At a glance.
- Ransomware hits Massachusetts ferries.
- Zeppelin ransomware implicated in Waikato incident.
- Data exposure at the Anchorage PD.
Cyberattacks targeting essential services rock the boat.
The Steamship Authority, which operates ferry service to the Massachusetts islands of Martha’s Vineyard and Nantucket, is experiencing service delays as the result of a cyberattack, Security Week reports. The Record by Recorded Future notes that the online reservation system is down and availability of credit card systems is limited, so passengers will need cash to board. As the Wall Street Journal explains, this incident is the most recent in a series of attacks targeting essential US services. New York’s Metropolitan Transportation Authority disclosed yesterday that it experienced a cyberattack in April, and fuel provider Colonial Pipeline was hit by an attack last month that forced them to pay a ransom of $4.4 million in order to restore operations. This shift from targeting retailers and financial institutions to focusing on essential service providers indicates threat actors are finding it more lucrative to hold operations (instead of data) hostage. “Pharmaceuticals, hospitals, healthcare, public companies, organizations that don’t have the talent and skills to defend themselves—they’re getting sucker punched,” said Kevin Mandia, chief executive of cybersecurity firm FireEye. As Russian-speaking cyber groups have been connected to many of the attacks, US President Joe Biden will be discussing the possibility of sanctions with Russian President Vladimir Putin this month at a Geneva summit.

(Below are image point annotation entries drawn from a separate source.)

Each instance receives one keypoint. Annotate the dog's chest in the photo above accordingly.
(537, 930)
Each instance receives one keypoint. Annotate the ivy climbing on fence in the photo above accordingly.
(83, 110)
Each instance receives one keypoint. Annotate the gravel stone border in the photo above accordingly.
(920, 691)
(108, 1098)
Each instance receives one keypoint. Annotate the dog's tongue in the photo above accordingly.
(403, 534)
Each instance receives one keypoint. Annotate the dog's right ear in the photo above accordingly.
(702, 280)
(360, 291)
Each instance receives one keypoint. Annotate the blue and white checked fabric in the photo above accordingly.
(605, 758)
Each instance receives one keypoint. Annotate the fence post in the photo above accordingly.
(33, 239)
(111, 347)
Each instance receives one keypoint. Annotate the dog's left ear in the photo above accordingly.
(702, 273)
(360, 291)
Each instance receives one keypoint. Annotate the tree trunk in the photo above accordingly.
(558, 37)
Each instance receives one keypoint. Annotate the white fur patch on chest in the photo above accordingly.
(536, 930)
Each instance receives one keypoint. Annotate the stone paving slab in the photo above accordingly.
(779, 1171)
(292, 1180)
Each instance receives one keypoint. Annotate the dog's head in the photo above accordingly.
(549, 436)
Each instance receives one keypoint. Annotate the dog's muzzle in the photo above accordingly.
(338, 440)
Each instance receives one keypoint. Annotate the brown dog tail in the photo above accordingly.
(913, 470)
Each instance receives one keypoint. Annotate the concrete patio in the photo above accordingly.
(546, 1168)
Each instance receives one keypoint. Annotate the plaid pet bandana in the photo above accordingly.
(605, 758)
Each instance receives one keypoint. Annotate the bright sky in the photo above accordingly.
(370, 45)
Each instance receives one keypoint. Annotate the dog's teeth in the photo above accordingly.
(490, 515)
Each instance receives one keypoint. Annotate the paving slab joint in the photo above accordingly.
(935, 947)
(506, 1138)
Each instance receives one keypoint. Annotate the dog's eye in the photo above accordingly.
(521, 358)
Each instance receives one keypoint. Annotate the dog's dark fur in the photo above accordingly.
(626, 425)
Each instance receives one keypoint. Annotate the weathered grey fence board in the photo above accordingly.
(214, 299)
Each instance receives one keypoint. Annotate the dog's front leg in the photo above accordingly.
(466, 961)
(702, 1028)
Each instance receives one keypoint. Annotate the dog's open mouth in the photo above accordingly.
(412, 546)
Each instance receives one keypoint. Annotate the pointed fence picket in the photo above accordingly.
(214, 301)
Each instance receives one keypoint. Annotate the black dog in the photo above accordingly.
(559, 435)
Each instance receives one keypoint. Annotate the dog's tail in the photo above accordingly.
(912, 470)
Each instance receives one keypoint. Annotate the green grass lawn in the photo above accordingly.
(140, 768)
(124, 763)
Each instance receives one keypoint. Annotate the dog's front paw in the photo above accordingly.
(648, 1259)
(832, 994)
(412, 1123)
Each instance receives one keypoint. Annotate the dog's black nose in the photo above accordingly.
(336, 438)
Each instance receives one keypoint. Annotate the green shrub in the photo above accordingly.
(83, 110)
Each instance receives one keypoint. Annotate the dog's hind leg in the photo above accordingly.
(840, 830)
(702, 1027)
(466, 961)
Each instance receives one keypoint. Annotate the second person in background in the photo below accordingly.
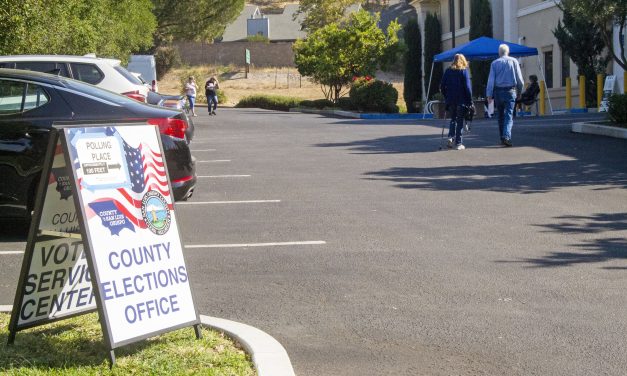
(211, 92)
(457, 91)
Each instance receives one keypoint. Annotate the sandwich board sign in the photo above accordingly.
(105, 237)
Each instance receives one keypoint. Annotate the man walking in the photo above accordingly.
(505, 83)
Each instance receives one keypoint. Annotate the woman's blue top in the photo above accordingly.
(455, 87)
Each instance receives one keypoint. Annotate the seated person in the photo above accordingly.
(529, 95)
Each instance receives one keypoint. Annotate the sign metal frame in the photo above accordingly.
(59, 134)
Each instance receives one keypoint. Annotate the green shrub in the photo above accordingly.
(374, 95)
(618, 109)
(269, 102)
(318, 103)
(166, 58)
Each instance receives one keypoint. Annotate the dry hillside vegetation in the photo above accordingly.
(271, 81)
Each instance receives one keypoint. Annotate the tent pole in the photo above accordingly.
(428, 89)
(546, 89)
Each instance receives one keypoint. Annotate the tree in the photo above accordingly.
(193, 20)
(480, 26)
(583, 43)
(412, 89)
(602, 15)
(334, 54)
(433, 46)
(319, 13)
(105, 27)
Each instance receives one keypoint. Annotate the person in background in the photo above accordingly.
(505, 83)
(529, 95)
(457, 91)
(211, 92)
(190, 92)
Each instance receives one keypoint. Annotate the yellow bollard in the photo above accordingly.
(569, 94)
(599, 89)
(582, 92)
(542, 95)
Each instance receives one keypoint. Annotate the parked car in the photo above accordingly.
(30, 102)
(105, 73)
(147, 67)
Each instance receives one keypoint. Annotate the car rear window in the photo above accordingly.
(98, 92)
(11, 95)
(87, 73)
(50, 67)
(16, 97)
(128, 75)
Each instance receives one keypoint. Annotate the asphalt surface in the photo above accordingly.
(487, 261)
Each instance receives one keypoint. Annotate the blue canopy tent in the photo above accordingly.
(485, 48)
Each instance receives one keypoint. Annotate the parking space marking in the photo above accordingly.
(246, 245)
(227, 202)
(223, 176)
(11, 252)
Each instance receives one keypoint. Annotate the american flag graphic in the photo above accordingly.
(146, 170)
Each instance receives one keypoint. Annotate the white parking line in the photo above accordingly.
(245, 245)
(223, 176)
(227, 202)
(11, 252)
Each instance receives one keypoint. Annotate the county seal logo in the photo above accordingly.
(155, 212)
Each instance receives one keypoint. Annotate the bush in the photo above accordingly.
(374, 96)
(166, 58)
(618, 109)
(318, 103)
(269, 102)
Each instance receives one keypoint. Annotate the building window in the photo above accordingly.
(565, 67)
(462, 18)
(548, 68)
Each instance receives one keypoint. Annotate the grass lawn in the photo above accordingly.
(75, 347)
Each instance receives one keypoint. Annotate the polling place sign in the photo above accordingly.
(123, 233)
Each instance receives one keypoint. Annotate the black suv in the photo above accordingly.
(31, 102)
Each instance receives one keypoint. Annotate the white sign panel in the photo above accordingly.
(57, 283)
(132, 229)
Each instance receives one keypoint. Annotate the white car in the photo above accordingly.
(105, 73)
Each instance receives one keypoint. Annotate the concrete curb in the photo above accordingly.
(359, 115)
(600, 130)
(268, 355)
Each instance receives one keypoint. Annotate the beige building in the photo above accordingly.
(526, 22)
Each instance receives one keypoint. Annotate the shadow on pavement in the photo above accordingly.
(612, 247)
(516, 178)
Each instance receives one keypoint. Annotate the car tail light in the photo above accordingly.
(183, 179)
(135, 95)
(170, 126)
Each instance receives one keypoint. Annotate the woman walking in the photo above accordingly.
(211, 92)
(190, 92)
(457, 92)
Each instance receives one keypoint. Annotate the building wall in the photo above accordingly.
(261, 54)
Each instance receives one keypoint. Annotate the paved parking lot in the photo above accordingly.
(366, 251)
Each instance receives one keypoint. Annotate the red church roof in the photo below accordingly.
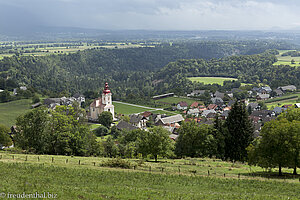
(106, 89)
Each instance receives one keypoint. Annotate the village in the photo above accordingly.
(219, 105)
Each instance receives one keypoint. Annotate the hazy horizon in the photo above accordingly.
(167, 15)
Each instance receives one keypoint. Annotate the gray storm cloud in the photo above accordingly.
(152, 14)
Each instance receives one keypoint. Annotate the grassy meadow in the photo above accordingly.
(11, 110)
(127, 109)
(283, 100)
(175, 100)
(286, 60)
(211, 80)
(168, 179)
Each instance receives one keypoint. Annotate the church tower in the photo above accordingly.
(107, 100)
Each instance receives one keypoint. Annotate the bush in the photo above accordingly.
(117, 163)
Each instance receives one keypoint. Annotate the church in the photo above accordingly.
(101, 104)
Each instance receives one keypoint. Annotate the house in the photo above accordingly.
(173, 136)
(195, 104)
(36, 105)
(147, 114)
(79, 98)
(163, 96)
(206, 112)
(225, 113)
(288, 88)
(287, 106)
(202, 108)
(253, 106)
(122, 125)
(182, 105)
(230, 103)
(260, 97)
(206, 121)
(278, 92)
(138, 121)
(212, 107)
(211, 115)
(278, 110)
(217, 100)
(102, 104)
(167, 121)
(52, 102)
(194, 112)
(265, 90)
(219, 94)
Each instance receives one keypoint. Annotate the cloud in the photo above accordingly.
(161, 14)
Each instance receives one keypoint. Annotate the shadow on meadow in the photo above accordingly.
(272, 175)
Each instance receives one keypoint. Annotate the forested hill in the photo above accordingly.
(128, 70)
(247, 68)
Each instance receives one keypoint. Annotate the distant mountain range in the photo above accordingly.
(29, 32)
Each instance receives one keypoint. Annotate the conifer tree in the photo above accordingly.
(238, 133)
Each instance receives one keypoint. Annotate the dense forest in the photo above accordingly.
(149, 70)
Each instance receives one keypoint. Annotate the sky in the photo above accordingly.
(152, 14)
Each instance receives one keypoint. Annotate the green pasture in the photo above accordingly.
(280, 101)
(286, 60)
(175, 100)
(83, 178)
(211, 80)
(11, 110)
(127, 109)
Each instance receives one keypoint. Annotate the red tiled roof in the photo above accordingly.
(195, 104)
(212, 106)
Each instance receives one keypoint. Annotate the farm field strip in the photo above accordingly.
(11, 110)
(211, 80)
(175, 100)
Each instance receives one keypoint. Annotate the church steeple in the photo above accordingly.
(106, 89)
(106, 95)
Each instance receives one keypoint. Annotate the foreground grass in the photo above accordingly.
(11, 110)
(69, 180)
(211, 80)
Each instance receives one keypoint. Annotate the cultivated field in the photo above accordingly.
(128, 109)
(286, 60)
(283, 100)
(84, 178)
(42, 49)
(175, 100)
(211, 80)
(11, 110)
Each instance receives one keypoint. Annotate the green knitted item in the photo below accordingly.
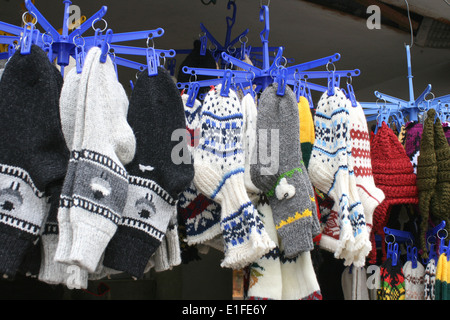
(440, 203)
(426, 175)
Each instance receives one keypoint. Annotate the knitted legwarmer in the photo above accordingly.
(426, 177)
(414, 281)
(331, 171)
(265, 281)
(286, 181)
(441, 198)
(200, 215)
(219, 166)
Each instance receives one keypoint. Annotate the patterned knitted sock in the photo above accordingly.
(219, 166)
(426, 176)
(441, 277)
(370, 195)
(354, 283)
(200, 215)
(265, 280)
(249, 141)
(101, 183)
(299, 278)
(307, 134)
(329, 166)
(156, 176)
(392, 282)
(33, 153)
(412, 142)
(430, 280)
(393, 173)
(288, 187)
(414, 281)
(441, 198)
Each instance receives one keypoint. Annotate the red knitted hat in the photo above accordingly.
(394, 174)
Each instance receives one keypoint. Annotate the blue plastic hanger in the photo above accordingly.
(392, 252)
(63, 46)
(411, 255)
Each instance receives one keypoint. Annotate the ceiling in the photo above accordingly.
(307, 29)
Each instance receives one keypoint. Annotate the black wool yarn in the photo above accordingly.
(156, 175)
(33, 153)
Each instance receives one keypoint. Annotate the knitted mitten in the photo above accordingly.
(392, 282)
(331, 171)
(412, 142)
(285, 182)
(307, 134)
(200, 215)
(441, 198)
(265, 280)
(370, 195)
(156, 176)
(414, 281)
(426, 177)
(33, 157)
(219, 174)
(100, 185)
(430, 280)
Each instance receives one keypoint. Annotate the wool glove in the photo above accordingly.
(219, 174)
(100, 185)
(200, 215)
(33, 157)
(156, 176)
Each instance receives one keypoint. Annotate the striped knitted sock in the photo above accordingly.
(307, 134)
(392, 282)
(286, 181)
(329, 165)
(219, 166)
(200, 215)
(265, 280)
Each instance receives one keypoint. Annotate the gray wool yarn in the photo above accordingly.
(284, 179)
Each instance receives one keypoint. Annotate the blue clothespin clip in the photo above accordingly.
(192, 93)
(411, 255)
(351, 94)
(332, 83)
(203, 44)
(80, 55)
(152, 61)
(171, 64)
(226, 83)
(433, 253)
(392, 253)
(30, 33)
(105, 46)
(281, 80)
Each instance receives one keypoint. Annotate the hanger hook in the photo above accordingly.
(330, 63)
(231, 20)
(106, 24)
(410, 24)
(30, 13)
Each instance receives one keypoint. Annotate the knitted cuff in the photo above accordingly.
(200, 215)
(63, 216)
(370, 201)
(129, 251)
(12, 251)
(51, 271)
(160, 258)
(91, 235)
(296, 237)
(173, 241)
(243, 231)
(64, 243)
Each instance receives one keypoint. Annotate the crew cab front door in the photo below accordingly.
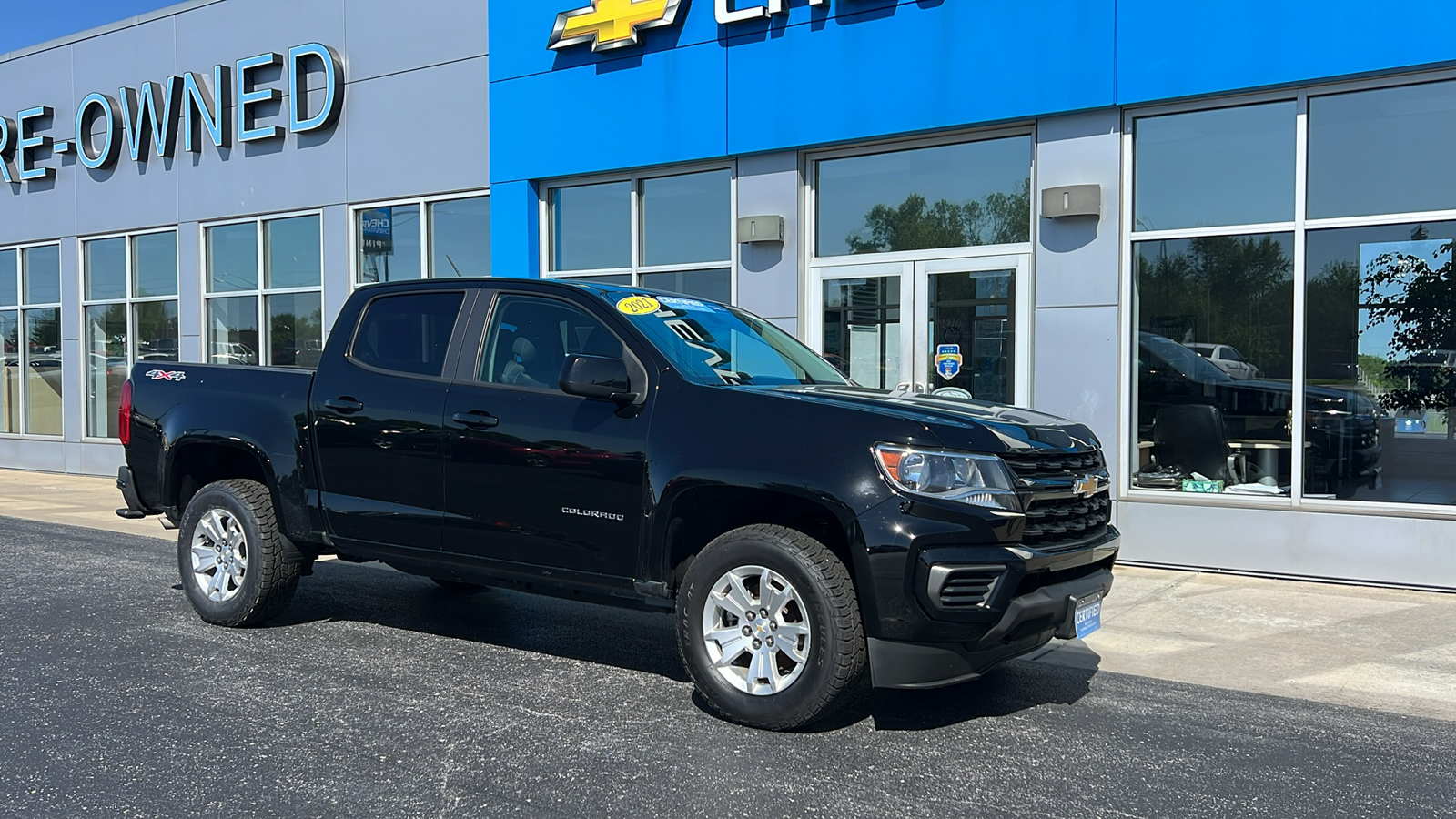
(533, 475)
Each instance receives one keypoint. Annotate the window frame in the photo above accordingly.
(21, 308)
(426, 222)
(808, 171)
(261, 292)
(1300, 228)
(637, 268)
(128, 237)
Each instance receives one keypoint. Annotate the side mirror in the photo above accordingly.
(597, 376)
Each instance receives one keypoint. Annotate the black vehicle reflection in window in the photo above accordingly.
(1244, 426)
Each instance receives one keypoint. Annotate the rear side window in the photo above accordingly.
(408, 334)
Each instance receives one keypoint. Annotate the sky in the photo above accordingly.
(33, 24)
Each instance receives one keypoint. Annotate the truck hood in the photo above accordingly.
(973, 426)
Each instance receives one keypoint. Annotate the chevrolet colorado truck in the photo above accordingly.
(635, 448)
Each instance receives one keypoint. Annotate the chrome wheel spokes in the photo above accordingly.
(756, 630)
(218, 555)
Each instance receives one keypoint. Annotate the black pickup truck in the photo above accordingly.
(642, 450)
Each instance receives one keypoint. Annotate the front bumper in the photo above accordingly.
(1030, 622)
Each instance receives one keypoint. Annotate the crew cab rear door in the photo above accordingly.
(535, 475)
(378, 414)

Charles Herring, CTO and Co-Founder of WitFoo, emailed to point out the nested complexity of the ransomware challenge:
"The ongoing ransomware attacks are systemic of a Russian doll of problems. The inner problem is a lack of comprehensive hygiene aligning to frameworks such as NIST. Large gaps in security architecture at private and public sector organizations need to be rapidly addressed to make it much more difficult to succeed. The recent guidance from the Biden administration to roll out EDR, zero trust, log collection and analysis and multi factor authentication have been ignored best practices for years. Every executive needs to rapidly deploy these controls.
"The intermediate layer in the systemic failures is lack of coordination between law enforcement and private organizations. Law enforcement agencies need to prioritize threat and crime intelligence collection from private organizations to get ahead of these criminal campaigns. Cybersecurity vendors should be researching and developing innovations to reduce risk and costs associated with this “neighborhood watch” approach.
"The outer layer of the broken system is national security and intelligence agencies need access to data collected by law enforcement in the underlying layer to inform military and diplomatic strategy and campaigns.
"We are quickly learning that a paralysis of safely sharing information (while protecting liberties and privacy) are as important to thwarting evolving cybercrime as it was in combating terrorism after 9/11."
Zeppelin ransomware connected to Waikato DHB attack.
In continuing coverage of the cyberattack on New Zealand’s Waikato District Health Board (DHB), RNZ reports that cybersecurity experts have identified the ransomware at the root of the attacks as RaaS (ransomware-as-a-service) Zeppelin. If correct, Emsisoft’s Fabian Wosar says this would be the largest Zeppelin attack to date, and given the value of the data stolen, he predicts the threat actors could demand a ransom of up to eight figures. However, Wosar explains there’s a chance DHB might not need to fork over the cash: "Especially older versions of Zeppelin have certain vulnerabilities that would allow a company like us to recover the data and decrypt the data without the involvement of the threat actor, meaning without them having to pay any form of ransom.”
Alaska police department exposes personal data.
The Anchorage Police Department announced Wednesday that a system error led to the exposure of the private data of more than 11,000 people, Alaska Public Media reports. In February, an employee discovered that for the past two years traffic collision report records were not properly redacting personal info like birth dates and driver’s license numbers. Captain Sean Case explained, “For lack of a better word, there’s a toggle switch, there’s a box you check on that has the public traffic collision report redacted. And that box or that toggle switch was unchecked.” The department has implemented an extra security check to prevent the issue going forward, and impacted individuals will be offered free credit report monitoring.